To get into the technical weeds, a metric is a way to evaluate the aggregate properties of a stream of data. There are many types of properties one might measure that could be considered beneficial or harmful about a platform, for example: information credibility (and sub-components of that like political and health information credibility), polarization, outrage, civic utility, authenticity, toxicity, silencing, extremism, “conspiracyness,” bottiness, meaningfulness, addictiveness, and so on. We can explore these properties for various types of data of a platform product — the output of their recommendation engines for content, for accounts, for trends; the actual content being engaged with by users, relationships between users, and so on. Any combination of these could satisfy the criteria for a platform health metric.
Practically, this can often be broken down into two core “metric infrastructure” components: a data collector and a property classifier. A classifier might be as simple as a list of URLs to match against, or it might involve machine learning, or crowdsourcing, or user survey questions — it can be anything that helps organize data for measurement.
Some health metrics examples
Putting that all together, here are some more examples of potential metrics, with the data bolded and the property italicized.
- Percent of posts with polarizing content.
- Percent of toxic accounts.
- Percent of communities with predominantly respectful behavior.
- Percent of recommendations of conspiracy content.
- Percent of users feeling more informed after using a platform.
- Percent of engagement with forged images or videos.
As you can see, there is a lot of variety — and many challenging data collection and classification tasks to undertake. More broadly, this document lays out an initial framework sketch of what might be measured (though it is not meant to be exhaustive or to provide full detail).
Rows are collectors/datastreams; columns are classifiers/properties — so each cell is a metric.
It could be invaluable to create a “metrics community inventory” of potentially useful collectors or classifiers, and perhaps individuals or organizations working toward them. These can then be carefully mixed, matched, and compared with other collectors and classifiers. For example, a classifier for polarizing content used for a study of Facebook could be repurposed to also apply to Twitter, Reddit, and Tumblr. In the longer term, hubs, tools, and standards could be created to facilitate sharing collectors, datastreams, datasets, and classifiers across metrics projects in a privacy preserving way.

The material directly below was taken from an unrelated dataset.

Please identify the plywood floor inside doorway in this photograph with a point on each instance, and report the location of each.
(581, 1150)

Many of these metrics would need to be built on sampling and qualitative assessments — humans doing manual evaluations of content, behaviors, perceptions, and so on. Those assessments eventually need to be compressed into numbers for comparison over time and place, but they are also valuable in their own right. Sampled well and shared along with metrics, they can help us get a fuller sense of what is happening on a platform — and what the metrics are actually indicating. These sampled data points and evaluations should also ideally be shared where possible (given privacy constraints), enabling a deeper “mixed methods” approach to understanding platform health.
A way forward
Measuring the health of a complex ecosystem is never an easy task. We can’t do this without community, coordination, investment, and infrastructure. For example, I am now supporting an organization that is enabling large platforms and researchers to help quantify and sample the extremely qualitative evaluations required for meaningful metrics. This is incredibly challenging to do with high quality, ethically, and cost-efficiently at scale — it’s the type of new critical infrastructure we will need to make sense of this new world.

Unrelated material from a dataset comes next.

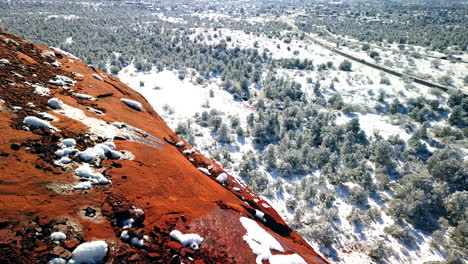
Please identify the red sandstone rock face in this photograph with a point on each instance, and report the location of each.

Understanding the impact of platforms on discourse and trust is one of the most important challenges of our time — and we are still failing. If we want to safely move toward a more connected future, we need better visibility into how our information ecosystem is changing, and platform health metrics are a crucial way of gaining that visibility. Let’s build the community and infrastructure we need so that we are up to that task.
We can’t afford to keep flying blind.